Well that's what Marvin Minsky said recently at Boston University according to an article in Wired. Minsky is in a good position to judge since he's considered one of the founding fathers of AI co-founded the MIT Artificial Intelligence Laboratory back in 1959 with John McCarthy. Minsky, "accused researchers of giving up on the immense challenge of building a fully autonomous, thinking machine."
Read the Wired article and come back for my take on it...
...I think Minsky has a valid point. There are two issues which have troubled me in recent years. The one is the rise in popularity of competitions within AI: RoboCup, trading agents, computer poker, etc...These are very popular with grad students, who like to win, but it may be questionable if there is a big benefit to AI as a whole. Take RoboCup, the robot soccer competition; several years ago RoboCup was co-located with IJCAI, the main bi-annual AI competition. More delegates were registered for RoboCup than were for IJCAI! That can't be right - it means more people were working in the narrow application of making robots kick a ball about than in the entire discipline of artificial intelligence. That's not balanced or healthy for the development of the subject.
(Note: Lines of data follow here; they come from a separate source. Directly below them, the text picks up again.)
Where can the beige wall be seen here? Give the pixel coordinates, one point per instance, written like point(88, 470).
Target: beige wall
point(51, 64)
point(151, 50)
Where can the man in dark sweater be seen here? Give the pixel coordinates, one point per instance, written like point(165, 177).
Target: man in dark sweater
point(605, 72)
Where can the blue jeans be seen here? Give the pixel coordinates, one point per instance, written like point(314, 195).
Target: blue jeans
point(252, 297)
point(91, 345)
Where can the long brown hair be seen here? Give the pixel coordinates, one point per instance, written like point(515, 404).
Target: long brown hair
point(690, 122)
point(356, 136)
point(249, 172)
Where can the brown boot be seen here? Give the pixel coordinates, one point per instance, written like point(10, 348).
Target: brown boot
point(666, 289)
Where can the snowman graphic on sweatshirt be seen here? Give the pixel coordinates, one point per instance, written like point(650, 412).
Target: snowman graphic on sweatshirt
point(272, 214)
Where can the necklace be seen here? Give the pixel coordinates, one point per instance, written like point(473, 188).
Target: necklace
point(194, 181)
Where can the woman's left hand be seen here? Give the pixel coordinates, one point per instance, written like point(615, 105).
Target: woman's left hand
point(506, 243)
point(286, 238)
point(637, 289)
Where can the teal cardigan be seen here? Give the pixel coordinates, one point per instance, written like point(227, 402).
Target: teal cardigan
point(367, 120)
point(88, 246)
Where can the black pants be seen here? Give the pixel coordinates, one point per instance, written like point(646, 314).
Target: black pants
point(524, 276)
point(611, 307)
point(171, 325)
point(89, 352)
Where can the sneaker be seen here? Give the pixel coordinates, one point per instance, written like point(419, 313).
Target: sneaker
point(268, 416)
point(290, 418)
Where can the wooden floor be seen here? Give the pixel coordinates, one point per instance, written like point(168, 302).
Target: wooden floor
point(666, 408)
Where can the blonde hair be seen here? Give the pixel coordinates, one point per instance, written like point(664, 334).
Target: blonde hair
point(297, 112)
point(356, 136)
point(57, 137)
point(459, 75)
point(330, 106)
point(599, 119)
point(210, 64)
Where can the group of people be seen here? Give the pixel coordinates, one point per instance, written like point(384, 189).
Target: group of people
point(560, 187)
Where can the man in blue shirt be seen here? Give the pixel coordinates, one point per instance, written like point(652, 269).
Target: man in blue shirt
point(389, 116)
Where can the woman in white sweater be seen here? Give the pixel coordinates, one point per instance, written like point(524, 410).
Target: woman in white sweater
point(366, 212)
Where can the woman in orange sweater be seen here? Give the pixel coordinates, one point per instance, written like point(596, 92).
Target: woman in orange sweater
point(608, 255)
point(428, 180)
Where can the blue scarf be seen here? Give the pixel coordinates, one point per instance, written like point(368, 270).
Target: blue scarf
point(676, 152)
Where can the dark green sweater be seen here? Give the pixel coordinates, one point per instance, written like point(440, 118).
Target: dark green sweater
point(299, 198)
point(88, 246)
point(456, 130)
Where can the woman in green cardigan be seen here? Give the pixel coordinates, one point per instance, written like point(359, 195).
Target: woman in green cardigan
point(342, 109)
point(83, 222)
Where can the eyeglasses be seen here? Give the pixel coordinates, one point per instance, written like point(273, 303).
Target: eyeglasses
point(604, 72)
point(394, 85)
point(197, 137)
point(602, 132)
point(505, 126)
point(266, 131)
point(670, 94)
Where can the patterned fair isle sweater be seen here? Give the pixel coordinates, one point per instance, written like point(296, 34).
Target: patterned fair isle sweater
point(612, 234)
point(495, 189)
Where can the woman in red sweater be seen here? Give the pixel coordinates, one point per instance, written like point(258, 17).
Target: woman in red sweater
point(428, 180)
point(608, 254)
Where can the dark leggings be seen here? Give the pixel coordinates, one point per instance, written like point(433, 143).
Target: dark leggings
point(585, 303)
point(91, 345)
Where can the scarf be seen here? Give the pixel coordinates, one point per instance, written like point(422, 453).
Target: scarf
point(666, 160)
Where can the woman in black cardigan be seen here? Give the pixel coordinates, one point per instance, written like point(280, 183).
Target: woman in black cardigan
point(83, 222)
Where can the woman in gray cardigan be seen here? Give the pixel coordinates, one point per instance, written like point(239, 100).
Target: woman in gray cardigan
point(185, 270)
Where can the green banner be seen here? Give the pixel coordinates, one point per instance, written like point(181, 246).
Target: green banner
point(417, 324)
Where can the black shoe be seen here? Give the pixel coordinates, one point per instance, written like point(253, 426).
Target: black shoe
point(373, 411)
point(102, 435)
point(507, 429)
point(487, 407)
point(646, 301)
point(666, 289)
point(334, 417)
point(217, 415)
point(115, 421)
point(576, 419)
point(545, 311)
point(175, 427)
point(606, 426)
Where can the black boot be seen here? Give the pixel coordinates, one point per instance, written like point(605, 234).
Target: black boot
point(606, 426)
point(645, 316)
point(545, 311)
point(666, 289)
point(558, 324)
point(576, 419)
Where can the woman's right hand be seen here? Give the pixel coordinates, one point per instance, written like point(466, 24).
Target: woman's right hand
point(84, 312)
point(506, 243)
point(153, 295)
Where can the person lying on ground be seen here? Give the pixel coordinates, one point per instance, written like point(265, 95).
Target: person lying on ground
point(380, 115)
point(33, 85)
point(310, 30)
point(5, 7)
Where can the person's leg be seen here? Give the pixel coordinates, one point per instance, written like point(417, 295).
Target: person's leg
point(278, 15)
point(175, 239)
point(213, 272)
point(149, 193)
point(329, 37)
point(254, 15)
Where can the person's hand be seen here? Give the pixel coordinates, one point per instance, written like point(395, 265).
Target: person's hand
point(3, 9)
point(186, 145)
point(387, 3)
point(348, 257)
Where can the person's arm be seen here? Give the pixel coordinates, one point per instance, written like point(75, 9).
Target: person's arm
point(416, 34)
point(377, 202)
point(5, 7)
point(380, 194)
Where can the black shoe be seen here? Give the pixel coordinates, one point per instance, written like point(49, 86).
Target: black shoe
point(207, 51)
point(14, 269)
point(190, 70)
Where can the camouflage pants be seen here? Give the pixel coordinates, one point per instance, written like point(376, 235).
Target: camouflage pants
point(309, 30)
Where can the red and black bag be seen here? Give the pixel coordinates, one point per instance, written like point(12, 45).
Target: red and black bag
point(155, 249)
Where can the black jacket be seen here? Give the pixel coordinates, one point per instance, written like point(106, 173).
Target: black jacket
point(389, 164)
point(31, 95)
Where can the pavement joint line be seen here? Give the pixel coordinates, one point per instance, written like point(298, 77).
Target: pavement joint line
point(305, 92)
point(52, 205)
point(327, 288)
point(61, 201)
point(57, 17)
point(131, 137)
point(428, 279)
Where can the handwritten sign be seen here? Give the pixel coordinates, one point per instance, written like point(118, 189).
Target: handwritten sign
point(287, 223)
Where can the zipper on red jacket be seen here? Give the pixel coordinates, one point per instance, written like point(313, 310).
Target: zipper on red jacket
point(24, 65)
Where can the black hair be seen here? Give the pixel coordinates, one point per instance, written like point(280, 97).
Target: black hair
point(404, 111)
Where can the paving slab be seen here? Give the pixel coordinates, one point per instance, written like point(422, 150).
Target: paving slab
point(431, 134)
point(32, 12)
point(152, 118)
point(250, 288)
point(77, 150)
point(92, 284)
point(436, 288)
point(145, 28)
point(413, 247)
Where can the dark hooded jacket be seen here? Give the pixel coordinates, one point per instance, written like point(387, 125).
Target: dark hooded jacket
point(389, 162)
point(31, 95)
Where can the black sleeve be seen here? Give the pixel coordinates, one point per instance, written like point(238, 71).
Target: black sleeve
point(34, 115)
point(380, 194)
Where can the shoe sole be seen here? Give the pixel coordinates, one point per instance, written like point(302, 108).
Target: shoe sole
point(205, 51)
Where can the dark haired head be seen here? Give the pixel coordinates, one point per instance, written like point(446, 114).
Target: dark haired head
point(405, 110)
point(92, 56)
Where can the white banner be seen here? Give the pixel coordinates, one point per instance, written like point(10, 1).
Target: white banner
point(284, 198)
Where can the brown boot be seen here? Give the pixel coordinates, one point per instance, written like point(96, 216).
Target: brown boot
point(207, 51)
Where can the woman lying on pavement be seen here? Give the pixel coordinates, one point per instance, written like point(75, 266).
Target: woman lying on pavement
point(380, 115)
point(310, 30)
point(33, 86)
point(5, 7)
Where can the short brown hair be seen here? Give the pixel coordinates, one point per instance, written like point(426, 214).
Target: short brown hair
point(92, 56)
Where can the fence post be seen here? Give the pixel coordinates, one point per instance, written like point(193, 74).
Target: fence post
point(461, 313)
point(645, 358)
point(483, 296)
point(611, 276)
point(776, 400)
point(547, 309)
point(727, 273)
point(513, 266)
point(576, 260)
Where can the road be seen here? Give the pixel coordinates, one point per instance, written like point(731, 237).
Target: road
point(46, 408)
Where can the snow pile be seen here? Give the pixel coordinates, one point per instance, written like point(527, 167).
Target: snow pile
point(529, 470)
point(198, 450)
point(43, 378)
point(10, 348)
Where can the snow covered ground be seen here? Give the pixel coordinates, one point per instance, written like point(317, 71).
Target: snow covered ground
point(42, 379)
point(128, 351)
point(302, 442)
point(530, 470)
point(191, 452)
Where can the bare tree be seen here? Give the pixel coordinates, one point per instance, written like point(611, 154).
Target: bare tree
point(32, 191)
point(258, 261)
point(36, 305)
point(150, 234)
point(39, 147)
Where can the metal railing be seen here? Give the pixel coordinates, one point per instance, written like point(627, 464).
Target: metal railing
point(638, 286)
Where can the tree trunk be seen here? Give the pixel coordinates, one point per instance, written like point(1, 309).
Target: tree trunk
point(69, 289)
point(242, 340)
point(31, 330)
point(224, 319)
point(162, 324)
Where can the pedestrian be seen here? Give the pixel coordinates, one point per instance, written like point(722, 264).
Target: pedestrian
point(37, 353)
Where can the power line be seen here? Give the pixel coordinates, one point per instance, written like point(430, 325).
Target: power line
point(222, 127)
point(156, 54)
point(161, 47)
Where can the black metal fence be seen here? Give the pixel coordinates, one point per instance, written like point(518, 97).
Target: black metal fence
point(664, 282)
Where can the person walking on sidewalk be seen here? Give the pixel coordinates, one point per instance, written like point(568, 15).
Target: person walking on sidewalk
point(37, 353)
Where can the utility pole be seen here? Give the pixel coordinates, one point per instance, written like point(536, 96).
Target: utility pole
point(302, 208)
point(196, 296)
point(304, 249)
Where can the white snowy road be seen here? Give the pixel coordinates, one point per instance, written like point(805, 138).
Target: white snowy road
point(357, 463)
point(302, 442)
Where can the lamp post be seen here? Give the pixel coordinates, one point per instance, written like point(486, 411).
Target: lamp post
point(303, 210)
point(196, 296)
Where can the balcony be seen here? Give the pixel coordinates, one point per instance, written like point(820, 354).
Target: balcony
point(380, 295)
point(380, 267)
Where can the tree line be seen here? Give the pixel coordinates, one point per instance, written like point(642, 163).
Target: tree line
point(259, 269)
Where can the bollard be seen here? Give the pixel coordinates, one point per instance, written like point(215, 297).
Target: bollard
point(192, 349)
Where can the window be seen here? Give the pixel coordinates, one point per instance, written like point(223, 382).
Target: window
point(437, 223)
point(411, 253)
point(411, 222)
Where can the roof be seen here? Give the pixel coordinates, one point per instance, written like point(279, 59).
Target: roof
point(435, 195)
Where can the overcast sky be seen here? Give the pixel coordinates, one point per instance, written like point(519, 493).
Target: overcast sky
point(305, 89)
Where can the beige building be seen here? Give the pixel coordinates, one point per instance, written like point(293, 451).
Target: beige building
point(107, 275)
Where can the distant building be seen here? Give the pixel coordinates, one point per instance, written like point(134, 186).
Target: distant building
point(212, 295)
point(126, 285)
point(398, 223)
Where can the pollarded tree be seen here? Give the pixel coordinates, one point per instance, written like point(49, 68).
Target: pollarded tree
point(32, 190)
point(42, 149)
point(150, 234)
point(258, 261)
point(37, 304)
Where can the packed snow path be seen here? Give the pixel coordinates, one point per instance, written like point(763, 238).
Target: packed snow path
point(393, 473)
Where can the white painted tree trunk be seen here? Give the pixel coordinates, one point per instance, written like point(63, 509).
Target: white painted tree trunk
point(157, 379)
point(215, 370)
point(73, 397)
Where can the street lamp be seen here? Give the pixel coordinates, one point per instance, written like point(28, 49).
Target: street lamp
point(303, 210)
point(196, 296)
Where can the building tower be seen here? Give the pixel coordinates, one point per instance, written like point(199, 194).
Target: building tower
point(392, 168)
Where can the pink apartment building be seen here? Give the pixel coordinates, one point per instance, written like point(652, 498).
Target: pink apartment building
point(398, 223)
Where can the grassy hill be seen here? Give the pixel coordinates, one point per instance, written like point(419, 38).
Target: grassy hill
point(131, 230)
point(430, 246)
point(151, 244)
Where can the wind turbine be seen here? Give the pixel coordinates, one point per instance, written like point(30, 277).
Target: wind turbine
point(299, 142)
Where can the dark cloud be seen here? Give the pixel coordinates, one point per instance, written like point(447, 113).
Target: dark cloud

I've also noticed over the last decade and half, and it's true that this is largely because of AI's failure with expert systems in the 1980s, the rise of what I call the "smart algorithms approach." That is, given a problem AI researchers now typically attack it using machine learning methods and never attempt to use any explicit knowledge even when that knowledge may be easily available. This approach has been successful but eventually AI's will need to be able to use knowledge, codify it, pass it amongst themselves and be able to generalize knowledge from their experience. Consider an analogy, whom would you trust more, a doctor who said "take this drug it always seems to work," or a doctor who said "take this drug it always seems to work because it inhibits the protein receptors on the virus and interferes with its reproduction." The latter has explicit knowledge used to support an observation based on data. the former just has data.
Minsky is right, AI has to get back to explicitly handling knowledge, both expert and common sense.